Pourquoi en sommes-nous sortis gagnants? Nous en sommes sortis gagnants parce que nous avons accepté le changement. Et il n'y a rien de plus difficile pour une société que d'évoquer le concept de changement. Pourquoi? Parce que ça présuppose que tout le monde peut se sentir menacé dans sa position, là où il est, dans son niveau de croissance, dans ses appétits de développement -- je parle ici essentiellement du secteur commercial. Je pourrais parler d'autres secteurs aussi qui pourraient se sentir menacés, mais en bout de ligne il appartiendra, pas aux négociateurs, mais à l'État, avec les moyens qu'il a, y compris les consultations parlementaires auxquelles il voudra bien s'adonner, de dire: Oui, très bien. On a ici un cadre qui est satisfaisant, et, oui, on va le mettre en vigueur. Parce qu'il faut aussi, évidemment, que le Québec qui participe à cette négociation en influençant la conduite, parfois en décidant d'un certain nombre de choses, en participant en des réunions formelles comme informelles à l'élaboration des positions canadiennes, il faudra à un moment donné accepter aussi que nous assumons le responsabilité des conséquences d'un traité de commerce qui va s'appliquer au Québec et que, dans certains cas, on modifie des lois en fonction de cela, parce qu'on aura choisi de le faire et qu'on accepte qu'il y ait de nouveaux acteurs de marché. Pourquoi? Parce qu'on pense que ça va offrir une plus grande diversité de produits aux citoyens sur le plan des produits ou des services, que ça va permettre une meilleure concurrence et l'acquisition des biens et des services à un meilleur prix dans un contexte de qualité.

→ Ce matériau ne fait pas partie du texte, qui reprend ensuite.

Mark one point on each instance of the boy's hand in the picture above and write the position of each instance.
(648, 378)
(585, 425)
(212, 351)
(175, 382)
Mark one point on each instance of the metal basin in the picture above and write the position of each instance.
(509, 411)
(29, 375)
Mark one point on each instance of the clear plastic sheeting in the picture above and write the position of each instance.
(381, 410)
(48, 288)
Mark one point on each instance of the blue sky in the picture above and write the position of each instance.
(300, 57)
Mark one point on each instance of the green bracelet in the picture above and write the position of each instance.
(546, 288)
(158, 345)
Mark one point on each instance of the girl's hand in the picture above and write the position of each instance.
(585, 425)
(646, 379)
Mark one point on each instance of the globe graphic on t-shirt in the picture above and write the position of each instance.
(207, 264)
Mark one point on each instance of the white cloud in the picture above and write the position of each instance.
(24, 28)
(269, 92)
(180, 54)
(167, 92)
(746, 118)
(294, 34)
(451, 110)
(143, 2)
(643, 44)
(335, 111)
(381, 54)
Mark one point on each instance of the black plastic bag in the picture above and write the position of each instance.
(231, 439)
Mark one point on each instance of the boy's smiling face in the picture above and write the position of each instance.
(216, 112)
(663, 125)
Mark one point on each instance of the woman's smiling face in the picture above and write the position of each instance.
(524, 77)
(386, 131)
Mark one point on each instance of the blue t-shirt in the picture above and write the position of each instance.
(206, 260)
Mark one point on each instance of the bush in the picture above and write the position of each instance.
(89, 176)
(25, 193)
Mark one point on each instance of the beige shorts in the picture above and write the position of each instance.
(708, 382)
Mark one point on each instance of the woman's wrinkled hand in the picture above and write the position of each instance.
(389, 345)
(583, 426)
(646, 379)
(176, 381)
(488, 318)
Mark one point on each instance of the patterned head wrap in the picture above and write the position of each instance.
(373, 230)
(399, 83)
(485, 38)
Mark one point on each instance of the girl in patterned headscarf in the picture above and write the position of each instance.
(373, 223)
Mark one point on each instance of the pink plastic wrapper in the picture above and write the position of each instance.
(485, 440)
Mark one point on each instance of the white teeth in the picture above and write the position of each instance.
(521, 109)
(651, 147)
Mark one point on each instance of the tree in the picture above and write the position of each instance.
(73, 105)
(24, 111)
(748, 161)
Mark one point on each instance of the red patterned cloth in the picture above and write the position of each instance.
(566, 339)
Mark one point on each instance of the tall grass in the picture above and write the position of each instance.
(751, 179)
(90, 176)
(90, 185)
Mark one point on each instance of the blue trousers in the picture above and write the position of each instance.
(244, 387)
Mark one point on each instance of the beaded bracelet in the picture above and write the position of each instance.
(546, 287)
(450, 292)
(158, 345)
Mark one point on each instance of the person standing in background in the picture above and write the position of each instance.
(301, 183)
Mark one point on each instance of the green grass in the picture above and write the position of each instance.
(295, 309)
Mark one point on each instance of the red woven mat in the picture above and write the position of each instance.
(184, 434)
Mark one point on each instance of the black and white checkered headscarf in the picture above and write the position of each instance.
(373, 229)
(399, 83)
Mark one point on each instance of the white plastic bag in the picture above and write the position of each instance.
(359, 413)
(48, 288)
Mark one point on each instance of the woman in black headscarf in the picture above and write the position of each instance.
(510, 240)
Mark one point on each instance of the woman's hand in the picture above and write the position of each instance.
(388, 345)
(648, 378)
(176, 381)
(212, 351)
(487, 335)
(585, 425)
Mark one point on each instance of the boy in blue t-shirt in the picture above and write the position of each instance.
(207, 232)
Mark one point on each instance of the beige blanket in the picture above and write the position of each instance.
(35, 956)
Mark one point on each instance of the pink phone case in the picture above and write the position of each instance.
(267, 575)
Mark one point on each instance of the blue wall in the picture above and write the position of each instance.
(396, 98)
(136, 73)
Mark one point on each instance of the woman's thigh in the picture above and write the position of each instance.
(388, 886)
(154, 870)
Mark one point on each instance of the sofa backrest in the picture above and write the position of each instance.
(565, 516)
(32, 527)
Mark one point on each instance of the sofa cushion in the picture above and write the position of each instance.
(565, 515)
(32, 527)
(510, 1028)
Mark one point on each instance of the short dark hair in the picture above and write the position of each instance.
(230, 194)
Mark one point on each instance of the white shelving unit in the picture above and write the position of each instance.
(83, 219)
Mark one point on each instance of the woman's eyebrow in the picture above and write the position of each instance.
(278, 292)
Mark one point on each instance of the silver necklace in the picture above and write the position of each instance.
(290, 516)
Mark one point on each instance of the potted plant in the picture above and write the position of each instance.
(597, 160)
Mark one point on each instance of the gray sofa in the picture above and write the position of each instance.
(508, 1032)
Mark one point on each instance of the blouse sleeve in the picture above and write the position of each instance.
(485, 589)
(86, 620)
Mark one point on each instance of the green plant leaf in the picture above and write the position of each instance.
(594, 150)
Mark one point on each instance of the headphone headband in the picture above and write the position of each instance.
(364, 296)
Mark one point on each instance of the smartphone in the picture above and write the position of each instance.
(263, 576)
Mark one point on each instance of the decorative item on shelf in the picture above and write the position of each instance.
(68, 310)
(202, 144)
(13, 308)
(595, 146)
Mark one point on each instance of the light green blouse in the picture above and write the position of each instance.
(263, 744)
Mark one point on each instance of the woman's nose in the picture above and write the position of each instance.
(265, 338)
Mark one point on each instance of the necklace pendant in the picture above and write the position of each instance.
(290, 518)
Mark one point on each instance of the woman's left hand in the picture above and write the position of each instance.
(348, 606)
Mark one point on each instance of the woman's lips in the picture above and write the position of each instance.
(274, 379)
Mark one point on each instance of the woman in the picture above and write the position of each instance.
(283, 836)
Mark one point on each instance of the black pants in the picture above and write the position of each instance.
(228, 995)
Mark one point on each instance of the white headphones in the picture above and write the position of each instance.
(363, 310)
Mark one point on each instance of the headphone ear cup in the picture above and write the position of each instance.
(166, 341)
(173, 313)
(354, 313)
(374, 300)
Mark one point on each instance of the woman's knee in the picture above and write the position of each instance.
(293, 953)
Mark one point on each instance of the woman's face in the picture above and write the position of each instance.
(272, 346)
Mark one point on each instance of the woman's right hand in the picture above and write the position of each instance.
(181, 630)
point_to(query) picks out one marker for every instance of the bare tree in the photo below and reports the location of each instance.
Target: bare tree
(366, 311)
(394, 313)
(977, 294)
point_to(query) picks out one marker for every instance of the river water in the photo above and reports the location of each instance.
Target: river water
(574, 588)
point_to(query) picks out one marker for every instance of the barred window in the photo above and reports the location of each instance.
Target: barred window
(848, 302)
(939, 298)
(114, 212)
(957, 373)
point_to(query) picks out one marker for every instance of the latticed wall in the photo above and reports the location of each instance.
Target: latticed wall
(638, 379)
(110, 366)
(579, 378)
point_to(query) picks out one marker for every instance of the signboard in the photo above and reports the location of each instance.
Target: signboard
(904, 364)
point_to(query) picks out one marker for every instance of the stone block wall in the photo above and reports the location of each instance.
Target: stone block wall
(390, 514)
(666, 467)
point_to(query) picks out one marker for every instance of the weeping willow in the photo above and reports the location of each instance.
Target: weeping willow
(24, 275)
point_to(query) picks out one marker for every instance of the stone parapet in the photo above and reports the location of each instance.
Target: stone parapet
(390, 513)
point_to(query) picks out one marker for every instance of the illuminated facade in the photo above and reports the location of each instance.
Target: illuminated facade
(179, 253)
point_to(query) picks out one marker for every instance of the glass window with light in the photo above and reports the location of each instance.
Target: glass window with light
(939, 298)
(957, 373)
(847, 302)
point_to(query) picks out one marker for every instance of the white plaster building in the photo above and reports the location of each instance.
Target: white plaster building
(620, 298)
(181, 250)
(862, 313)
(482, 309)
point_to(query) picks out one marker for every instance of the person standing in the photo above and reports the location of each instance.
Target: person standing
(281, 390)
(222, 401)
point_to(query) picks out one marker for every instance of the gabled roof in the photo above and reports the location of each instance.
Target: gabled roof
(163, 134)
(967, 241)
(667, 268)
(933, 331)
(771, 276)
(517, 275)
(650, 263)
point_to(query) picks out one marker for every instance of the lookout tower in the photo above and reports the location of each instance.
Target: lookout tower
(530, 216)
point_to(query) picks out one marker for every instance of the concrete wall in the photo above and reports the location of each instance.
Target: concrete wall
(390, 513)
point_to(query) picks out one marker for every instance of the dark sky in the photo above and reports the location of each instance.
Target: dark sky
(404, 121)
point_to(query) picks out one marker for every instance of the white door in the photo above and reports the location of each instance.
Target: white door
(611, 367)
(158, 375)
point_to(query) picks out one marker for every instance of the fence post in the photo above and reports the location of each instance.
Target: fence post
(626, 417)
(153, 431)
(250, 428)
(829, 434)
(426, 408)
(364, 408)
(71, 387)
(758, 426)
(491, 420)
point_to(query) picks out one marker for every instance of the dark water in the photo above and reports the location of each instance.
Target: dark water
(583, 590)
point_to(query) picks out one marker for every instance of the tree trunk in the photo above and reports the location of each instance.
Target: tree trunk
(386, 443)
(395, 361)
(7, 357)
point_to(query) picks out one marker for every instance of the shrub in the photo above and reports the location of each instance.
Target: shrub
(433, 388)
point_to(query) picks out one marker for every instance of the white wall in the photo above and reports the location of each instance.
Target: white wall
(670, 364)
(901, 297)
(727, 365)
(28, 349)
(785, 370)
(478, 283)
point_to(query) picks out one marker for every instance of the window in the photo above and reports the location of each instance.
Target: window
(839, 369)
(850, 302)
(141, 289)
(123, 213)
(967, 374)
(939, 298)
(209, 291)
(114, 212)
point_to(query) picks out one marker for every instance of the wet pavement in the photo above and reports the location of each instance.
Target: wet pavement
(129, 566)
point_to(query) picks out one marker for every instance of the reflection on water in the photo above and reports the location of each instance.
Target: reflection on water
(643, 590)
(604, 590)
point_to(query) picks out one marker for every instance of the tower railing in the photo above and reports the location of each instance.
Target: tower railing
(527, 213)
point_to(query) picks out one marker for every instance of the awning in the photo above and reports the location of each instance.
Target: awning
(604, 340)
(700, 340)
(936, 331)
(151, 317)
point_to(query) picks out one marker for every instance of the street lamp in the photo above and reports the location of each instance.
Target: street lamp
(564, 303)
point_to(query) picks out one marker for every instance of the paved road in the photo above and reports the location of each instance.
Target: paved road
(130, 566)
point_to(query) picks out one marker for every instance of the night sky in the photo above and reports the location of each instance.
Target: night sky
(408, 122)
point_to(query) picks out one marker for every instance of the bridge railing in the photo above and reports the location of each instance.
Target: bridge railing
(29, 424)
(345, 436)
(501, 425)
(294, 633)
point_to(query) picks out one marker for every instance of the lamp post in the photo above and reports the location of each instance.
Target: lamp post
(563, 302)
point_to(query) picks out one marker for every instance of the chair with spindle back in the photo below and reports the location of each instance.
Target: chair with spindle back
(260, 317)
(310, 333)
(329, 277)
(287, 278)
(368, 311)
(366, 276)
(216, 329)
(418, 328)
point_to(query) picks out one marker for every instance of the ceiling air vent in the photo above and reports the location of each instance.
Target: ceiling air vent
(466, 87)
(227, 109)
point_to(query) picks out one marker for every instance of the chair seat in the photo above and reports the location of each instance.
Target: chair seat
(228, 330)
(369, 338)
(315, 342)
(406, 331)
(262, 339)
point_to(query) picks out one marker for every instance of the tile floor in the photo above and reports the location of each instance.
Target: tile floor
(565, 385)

C'est les règles de base de l'économie de marché. Ce qui ne veut pas dire que c'est abandonner le rôle de l'État, qui, lui, a à aller chercher une partie de la richesse générée par ces accords pour la redistribuer en société en fonction des lois que ce Parlement adopte. Et ça, ça ne changera pas.

Le Président (M. Bachand, Arthabaska): M. Johnson, sur ces mots inspirants, je veux, au nom de mes collègues, vous remercier pour votre grande disponibilité, et vous savez que vous êtes toujours le bienvenu à notre commission.

Et, sur ce, je lève donc la séance de la commission, ajourne ses travaux au mardi 19 octobre 2010, à 10 heures, où elle poursuivra un autre mandat.